Published on October 26th, 2012 | by Trey Cox0
Over Controlling the Witness is Impeaching to Lose
The attorney who will not permit a witness to make an explanation, who instead insists on confining the witness to one word answers, who tries to smother anything he does not want to hear, destroys his own credibility in the process. Whenever a lawyer tries to force a witness to answer in just one word, the lawyer sends a clear and unmistakable signal to the entire courtroom that he is afraid of the witness and what the witness has to say about his case. In addition, such grooming and testimony destroys your ability to convince the jury that you are a truth-giver interested in justice rather than a game-player interested only in winning. Of course, I do not recommend ever giving the witness free reign to say whatever he wants, whenever he wants. So how does a trial lawyer navigate between these two extremes – over-grooming and unfettered testimony? First, the cross-examiner controls the witness by selection of subject matter of the questions. Second, as we will see in Tip No. 7 the cross-examiner controls the witness by exposing the witness as a partisan interested only in spouting self-serving answers rather than helping the jury find the truth.

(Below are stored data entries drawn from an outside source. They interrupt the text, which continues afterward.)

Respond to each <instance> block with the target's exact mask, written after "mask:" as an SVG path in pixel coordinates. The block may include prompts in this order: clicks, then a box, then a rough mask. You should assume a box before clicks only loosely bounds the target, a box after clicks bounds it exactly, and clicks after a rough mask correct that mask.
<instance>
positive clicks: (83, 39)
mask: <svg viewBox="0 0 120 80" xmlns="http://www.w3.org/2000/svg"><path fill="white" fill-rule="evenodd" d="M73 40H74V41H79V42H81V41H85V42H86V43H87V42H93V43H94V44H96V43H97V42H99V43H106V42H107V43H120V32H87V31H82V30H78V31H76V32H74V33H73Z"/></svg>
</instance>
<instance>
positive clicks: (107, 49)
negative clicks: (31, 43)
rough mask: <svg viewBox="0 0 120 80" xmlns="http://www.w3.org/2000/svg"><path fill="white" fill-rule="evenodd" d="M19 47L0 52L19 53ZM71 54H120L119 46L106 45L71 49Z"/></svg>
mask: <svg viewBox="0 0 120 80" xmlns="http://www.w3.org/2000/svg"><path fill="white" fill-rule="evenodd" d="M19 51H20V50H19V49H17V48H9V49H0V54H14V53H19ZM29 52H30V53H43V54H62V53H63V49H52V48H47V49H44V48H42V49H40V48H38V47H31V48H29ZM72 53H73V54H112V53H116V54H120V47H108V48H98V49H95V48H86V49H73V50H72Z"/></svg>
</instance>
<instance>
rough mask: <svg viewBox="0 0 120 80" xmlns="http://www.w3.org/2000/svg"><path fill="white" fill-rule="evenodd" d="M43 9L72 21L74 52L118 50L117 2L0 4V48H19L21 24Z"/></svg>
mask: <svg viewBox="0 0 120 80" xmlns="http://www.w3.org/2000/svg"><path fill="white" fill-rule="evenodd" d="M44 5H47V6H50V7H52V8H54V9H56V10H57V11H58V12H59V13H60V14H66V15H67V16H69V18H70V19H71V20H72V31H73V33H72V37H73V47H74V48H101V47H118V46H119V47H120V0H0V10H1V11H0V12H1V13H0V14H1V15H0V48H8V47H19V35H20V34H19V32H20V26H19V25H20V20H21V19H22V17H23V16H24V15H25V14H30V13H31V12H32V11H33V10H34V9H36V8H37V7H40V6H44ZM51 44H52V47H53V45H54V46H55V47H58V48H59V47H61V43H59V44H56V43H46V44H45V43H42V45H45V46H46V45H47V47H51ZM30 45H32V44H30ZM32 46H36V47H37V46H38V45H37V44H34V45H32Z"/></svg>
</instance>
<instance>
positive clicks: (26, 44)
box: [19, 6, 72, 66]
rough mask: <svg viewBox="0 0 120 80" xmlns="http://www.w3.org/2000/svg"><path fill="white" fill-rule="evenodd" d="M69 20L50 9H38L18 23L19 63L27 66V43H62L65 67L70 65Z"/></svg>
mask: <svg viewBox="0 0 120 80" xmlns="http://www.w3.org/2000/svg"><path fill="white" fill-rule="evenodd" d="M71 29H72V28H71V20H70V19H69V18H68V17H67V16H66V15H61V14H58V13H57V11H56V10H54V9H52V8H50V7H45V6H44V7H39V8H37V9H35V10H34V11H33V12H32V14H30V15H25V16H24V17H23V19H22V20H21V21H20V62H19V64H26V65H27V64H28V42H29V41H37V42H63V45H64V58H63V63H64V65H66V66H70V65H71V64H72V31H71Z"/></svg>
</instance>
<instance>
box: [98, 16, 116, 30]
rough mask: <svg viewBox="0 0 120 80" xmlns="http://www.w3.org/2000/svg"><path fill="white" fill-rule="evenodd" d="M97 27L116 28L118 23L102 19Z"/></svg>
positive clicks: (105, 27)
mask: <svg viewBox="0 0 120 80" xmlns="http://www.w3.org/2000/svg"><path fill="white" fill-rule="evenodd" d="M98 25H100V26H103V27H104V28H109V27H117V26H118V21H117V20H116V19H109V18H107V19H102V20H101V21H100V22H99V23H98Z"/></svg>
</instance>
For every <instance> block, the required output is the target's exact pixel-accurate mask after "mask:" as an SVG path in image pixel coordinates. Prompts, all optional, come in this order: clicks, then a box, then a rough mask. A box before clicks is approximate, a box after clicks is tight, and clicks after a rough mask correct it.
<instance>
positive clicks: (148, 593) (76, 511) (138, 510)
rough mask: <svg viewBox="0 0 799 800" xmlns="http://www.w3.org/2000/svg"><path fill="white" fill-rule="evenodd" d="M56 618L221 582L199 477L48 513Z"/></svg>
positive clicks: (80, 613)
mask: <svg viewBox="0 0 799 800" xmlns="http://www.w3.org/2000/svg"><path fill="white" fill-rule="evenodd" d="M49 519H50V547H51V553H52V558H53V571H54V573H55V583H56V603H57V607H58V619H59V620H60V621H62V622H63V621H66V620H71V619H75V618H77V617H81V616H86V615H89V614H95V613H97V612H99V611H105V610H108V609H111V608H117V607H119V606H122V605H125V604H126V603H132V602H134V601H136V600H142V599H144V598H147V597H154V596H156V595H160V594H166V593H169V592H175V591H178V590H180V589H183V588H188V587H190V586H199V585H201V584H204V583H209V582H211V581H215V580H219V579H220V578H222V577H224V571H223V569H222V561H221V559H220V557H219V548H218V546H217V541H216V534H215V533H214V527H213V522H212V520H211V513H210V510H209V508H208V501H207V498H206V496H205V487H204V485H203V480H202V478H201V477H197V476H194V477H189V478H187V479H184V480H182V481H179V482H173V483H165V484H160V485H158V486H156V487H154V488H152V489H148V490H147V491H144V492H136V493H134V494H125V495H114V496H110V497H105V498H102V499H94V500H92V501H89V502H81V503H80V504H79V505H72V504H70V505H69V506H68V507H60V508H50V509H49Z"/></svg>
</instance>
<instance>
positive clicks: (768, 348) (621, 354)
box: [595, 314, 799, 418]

The gamesmanship and simple lack of common courtesy of demands for only “yes” or “no” answers is so apparent to everyone in the courtroom that anyone who has ever tried this “yes” or “no” technique immediately feels guilty, mean, and harsh. I have even heard lawyers try to rationalize these feelings with a speech to the witness requesting only “yes” and “no” answers because the questions have been “carefully crafted.” This is even worse if you tell a witness that his lawyer will have an opportunity to ask additional questions and let him explain anything. Why? Because this speech emphasizes that you do not want to hear, much less deal with, the whole truth.